AccessEye MVP

Hands-free, eye-tracking browser interface — deployed on Cloudflare Pages

Production: https://accesseye-mvp.pages.dev
GitHub: https://github.com/mkbrown261/Accesseye-mvp

What It Does

AccessEye lets you control a computer entirely with your eyes — no hands, no mouse, no touch. It runs 100 % in the browser using your webcam. No data ever leaves the device; all processing is local.

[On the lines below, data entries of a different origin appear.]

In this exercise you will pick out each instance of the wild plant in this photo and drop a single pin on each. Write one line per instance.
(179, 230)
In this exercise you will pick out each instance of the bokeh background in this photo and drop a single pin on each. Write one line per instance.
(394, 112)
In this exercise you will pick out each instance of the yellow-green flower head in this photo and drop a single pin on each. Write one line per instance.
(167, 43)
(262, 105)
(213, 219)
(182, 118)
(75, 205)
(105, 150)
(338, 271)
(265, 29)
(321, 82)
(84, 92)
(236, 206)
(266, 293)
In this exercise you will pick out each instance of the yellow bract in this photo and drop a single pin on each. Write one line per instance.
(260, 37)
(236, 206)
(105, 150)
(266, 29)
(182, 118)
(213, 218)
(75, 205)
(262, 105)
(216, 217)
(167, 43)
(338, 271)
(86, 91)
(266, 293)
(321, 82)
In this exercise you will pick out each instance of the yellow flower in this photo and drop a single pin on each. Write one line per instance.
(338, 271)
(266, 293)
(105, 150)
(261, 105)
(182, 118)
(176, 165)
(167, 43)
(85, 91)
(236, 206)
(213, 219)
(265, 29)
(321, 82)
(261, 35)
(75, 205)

Look at any button or link and dwell on it for ~350 ms to activate it. An optional voice layer lets you speak commands ("click", "scroll down", "show clickable items") as a parallel input channel. A gesture layer lets you trigger actions with facial movements (lip-tap, tongue-out, custom trained gestures).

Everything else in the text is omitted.